Hello. Here is some general advice on Kotlin Multi...
# general-advice
d
Hello. Here is some general advice on Kotlin Multiplatform computational speeds across Android and iOS. I have some computationally expensive code that calculates 9-10 million floats. I was able to get Android debug builds (from Android Studio) to compute this in 600-700ms on a real phone, an iOS build (Xcode) on a Macbook M1 simulator to compute this in ~1400ms, and a iOS build on a real 2018 6th gen iPad to compute this in ~16000ms. This is 25x Android!!!. Clearly this is not a cool user experience. I spent a whole day trying to fix this to no avail. The next day I built a proper archive of the app and uploaded it to Test Flight. I installed this build on the same iPad and the computational time was about 3000ms which is reasonably ok UX. So the general advice is that there is a 5-6x improvement in speed between "debug" and "release" builds on iOS.
l
Android uses the JVM, which will optimize loops on the fly.
If you aren't very careful, there's a very high chance that Android's jvm detected that some values aren't used and is skipping the calculations.
d
As part of spending a day trying to improve the iOS times, I prematurely optimized the code and reduced all times by 2x, i.e., Android was ~1300ms down to ~650ms, which was a good result.
However, the point I was trying to make is to be careful trying prematurely optimize your code on iOS because there is a 5-6x difference between the debug and release build.
I was actually wondering if there are some problems using
lazy
assignments to variables. I could try removing the
lazy
assignments.
k
What do you mean by lazy assignments?
d
@Klitos Kyriacou I'm not sure how efficient having a
lazy
assignment is compared to a having a constant value. I'm guessing
lazy
will add some extra checks, hence extra cost, when I get the value.
I just realised that this #general-advice channel is for asking for general advice - not really for giving advice. I'm not sure if there is a channel for this. I'm not really asking a question, rather just warning developers that there is a 5-6x speed difference between a "debug" and "release" build on iOS physical devices so they should spend a day trying to optimize their code prematurely 🙂
l
Lazy is just a wrapper for a null check. Every access will check if null, then run the lambda if it is.
d
@Landry Norris That's exactly what I thought it would do but didn't really know. So I plan to check why this code is much slower on iOS than Android. I plan to rewrite the code in Swift to compare speeds to determine if it's a KMM thing or the iPad is just slow compared to my Android phone.
l
Looking at the timing and the number of loops, I'm not sure I believe the Android's actually running the calculations. Is this a practical example, or a synthetic benchmark? If the floats aren't used for anything, the jvm will skip calculating them eventually.
d
This is a practical example. I'm calculating streamlines based on wind data. The code calculates the location of point along a streamline. There are 9-10M points and are calculated and stored directly into a pre-allocated
FloatArray
. It would be doing this
lazy
null check 9-10M times - I'm not sure how expensive this is.
l
The c2 (java's most aggressive compiler) is really good at optimizing null checks, so they essentially don't exist when the c2 kicks in.
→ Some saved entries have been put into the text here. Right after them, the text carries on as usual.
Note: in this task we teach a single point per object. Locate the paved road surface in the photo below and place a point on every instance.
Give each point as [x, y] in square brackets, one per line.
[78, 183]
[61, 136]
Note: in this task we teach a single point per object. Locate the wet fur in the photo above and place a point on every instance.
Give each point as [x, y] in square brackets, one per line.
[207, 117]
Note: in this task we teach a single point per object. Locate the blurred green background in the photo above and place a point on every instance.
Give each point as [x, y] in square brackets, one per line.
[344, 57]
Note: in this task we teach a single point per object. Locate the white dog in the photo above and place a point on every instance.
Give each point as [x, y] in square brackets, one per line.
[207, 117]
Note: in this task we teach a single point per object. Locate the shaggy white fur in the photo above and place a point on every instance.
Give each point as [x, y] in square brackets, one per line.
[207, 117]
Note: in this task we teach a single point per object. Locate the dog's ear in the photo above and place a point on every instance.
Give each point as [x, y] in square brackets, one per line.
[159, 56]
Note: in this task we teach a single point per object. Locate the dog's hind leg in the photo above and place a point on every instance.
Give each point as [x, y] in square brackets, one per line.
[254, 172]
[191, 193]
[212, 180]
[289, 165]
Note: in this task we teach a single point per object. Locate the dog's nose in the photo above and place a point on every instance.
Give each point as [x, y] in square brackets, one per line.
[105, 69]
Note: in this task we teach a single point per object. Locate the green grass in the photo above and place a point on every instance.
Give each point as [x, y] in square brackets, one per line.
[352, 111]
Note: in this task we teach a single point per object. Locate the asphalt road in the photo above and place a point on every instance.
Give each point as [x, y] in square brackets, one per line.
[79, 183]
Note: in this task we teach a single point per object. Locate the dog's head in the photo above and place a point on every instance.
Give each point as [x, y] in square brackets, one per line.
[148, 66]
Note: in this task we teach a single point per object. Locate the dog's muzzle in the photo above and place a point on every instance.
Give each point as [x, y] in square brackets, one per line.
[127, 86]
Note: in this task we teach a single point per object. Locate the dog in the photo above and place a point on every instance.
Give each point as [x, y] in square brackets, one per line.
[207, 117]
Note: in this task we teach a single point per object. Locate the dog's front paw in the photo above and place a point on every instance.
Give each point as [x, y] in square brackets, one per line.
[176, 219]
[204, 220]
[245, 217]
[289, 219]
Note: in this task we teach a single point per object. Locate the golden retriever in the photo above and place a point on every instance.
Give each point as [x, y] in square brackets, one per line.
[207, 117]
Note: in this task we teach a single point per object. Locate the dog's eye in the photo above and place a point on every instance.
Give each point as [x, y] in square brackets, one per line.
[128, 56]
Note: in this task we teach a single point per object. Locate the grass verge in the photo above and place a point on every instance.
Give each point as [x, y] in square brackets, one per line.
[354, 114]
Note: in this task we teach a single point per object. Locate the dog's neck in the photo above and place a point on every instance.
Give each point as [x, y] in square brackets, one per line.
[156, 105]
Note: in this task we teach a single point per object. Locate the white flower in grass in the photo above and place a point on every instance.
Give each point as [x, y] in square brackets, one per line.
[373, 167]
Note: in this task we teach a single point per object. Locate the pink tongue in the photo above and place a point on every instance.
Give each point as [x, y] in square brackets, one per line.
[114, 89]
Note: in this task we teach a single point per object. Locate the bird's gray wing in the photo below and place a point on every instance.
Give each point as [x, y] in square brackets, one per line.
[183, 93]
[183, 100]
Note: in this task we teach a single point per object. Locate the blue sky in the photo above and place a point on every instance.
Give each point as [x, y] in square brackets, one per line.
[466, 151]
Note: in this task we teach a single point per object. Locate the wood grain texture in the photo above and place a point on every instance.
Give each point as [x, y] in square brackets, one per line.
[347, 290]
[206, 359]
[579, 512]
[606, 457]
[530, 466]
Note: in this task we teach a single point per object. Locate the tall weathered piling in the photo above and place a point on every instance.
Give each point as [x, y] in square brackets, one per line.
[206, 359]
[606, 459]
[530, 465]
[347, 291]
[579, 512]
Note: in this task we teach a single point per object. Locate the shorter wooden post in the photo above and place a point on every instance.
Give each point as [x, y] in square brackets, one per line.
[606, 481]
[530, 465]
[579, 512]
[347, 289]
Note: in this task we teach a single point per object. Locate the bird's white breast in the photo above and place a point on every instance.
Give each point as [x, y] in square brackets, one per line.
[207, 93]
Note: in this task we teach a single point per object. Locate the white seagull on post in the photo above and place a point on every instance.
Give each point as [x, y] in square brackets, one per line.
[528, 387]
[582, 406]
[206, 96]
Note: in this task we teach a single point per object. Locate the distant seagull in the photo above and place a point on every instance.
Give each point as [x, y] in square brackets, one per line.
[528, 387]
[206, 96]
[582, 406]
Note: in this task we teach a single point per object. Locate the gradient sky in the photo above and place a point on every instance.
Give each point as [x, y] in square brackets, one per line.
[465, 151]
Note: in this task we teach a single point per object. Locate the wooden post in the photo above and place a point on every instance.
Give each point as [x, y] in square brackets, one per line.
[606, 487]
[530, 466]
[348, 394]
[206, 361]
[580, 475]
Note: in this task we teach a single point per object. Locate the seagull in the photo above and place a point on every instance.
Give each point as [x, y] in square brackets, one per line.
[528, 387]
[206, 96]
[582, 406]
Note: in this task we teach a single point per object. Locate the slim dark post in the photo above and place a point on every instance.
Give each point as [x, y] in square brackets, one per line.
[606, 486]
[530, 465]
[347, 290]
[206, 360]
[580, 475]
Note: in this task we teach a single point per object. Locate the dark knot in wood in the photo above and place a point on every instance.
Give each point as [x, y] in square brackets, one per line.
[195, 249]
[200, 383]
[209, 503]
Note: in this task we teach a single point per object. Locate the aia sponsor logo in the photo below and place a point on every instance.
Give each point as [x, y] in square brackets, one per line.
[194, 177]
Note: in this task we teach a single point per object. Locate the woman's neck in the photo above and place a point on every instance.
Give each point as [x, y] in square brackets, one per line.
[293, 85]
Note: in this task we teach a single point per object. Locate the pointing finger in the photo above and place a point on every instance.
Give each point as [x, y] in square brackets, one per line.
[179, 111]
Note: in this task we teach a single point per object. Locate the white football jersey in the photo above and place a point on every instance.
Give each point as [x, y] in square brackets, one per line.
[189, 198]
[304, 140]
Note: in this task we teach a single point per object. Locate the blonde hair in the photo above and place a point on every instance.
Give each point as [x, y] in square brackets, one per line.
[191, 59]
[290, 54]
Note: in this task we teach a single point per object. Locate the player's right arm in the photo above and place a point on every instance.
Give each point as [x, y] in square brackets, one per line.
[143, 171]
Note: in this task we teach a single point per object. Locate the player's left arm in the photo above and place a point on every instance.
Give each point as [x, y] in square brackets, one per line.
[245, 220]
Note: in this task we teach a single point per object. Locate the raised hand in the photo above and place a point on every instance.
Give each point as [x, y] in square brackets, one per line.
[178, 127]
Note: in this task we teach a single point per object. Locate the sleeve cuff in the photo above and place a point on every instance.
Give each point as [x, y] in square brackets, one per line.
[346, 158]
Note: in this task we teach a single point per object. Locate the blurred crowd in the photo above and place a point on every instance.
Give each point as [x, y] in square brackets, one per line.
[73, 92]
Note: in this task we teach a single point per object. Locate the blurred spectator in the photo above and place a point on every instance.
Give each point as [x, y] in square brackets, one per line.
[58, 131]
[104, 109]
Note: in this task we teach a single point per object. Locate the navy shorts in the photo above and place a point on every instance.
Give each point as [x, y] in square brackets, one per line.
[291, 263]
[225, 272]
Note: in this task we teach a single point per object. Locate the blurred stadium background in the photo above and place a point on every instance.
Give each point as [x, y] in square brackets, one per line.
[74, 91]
K/N is AOT compiled, so it doesn't get the same advantages as c2
d
Ok, but iOS might not optimize these null check?
l
iOS doesn't allow JIT compilers, so it can't optimize them as well.
I'd like to see a Swift vs K/N comparison, since Java JIT compiles.
d
Ahhh, I see. This is why I'm trying to manually optimize the code for iOS can run faster. I really don't know if it's the hardware difference or compiler difference. I can't imagine there is much in my code the JIT compiler can improve on - all values are calculated and sent to the GPU.
I am thinking of using the Metal Compute shaders on iOS to compute the streamlines instead but this is a lot of work.
Oh, I just had an idea. I can run the Android and iOS app on simulators on the same Macbook M1 - this should compare the apples with apple on the same hardware.
l
Android'll have some overhead due to qemu. On iOS, the simulator runs on the metal. Hence the 'android emulator' vs 'iOS simulator'
d
Hmmm, ok.
I might just release the app to testers and see if they notice the time it takes to generate streamlines.
Ok, this kind-of sucks. I tested the iOS simulator vs Android emulator on the M1. The iOS simulator took 1300-1400ms and the Android emulator took 400-500ms - ~3x faster.
I did find this thread on performance the other day: https://kotlinlang.slack.com/archives/C0346LWVBJ4/p1670314482552089
I still have one
floatArrayOf
call left in the code that generates streamlines so I might remove this too.